Skipping to end
As you may have guessed things worked out for me and my life indeed is a miracle. The final radiation treatment was Christmas Eve 11 years ago today. It is wonderfully symbolic to think I completed my medical salvation on the day before celebrating the birth of the savior of my soul, heart and mind.
I would like to say I am now fully cancer free but the reality is that I do not think I will ever really be free.
Years ago when I going though all the treatments I would often I fall to my knees and ask God “why me?” Now years later I find myself asking the same question but in a different way.
Instead I pray;
“Why me Lord? Why was I healed when there are so many others out there hurting? What lesson(s) do you have for me? What am I to do with this gift?”
The reality if life is that we all should be asking ourselves these questions everyday.

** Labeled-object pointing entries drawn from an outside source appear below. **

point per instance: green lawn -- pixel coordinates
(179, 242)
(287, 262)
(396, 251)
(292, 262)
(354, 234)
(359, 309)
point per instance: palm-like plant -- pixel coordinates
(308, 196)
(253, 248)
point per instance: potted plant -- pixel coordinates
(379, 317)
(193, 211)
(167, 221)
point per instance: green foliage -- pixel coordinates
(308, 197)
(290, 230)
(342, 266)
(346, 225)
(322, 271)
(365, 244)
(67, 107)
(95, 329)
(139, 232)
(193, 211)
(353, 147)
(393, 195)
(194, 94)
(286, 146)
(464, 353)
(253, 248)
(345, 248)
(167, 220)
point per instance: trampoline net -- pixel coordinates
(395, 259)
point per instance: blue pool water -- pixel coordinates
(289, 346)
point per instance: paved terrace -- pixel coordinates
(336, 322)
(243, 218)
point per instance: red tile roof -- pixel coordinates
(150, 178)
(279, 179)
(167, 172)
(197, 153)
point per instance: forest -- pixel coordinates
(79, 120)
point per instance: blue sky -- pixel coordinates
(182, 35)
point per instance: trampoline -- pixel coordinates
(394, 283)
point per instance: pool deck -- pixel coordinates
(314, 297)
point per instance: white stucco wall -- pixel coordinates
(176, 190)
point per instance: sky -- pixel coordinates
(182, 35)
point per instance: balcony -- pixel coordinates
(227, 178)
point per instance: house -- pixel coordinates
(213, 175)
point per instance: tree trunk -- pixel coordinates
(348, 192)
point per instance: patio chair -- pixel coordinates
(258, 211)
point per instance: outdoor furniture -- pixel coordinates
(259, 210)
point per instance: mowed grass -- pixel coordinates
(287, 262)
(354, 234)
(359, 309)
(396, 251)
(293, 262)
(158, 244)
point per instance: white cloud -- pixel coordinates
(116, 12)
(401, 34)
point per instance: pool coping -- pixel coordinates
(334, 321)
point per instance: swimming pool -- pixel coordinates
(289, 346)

Any life we have is a gift and it should be treasured and shared in a positive way with others. The Bible says, “life is no longer than the width of my hand…at best each of us is but a breath” Psalm 39;4-5
My prayer for you is that you will take a moment today to realize the fact of our temporary lives as we wait to move on to our eternal one. Don’t wait for a lump to start living. Your gifts and your impact are way too important to be wasted on any activity that does not bring glory to God and service to others.
I know I am taking my anniversary today as an opportunity to ask the important questions again and as reminder of my overwhelming responsibility to do something with the extra time I have been given.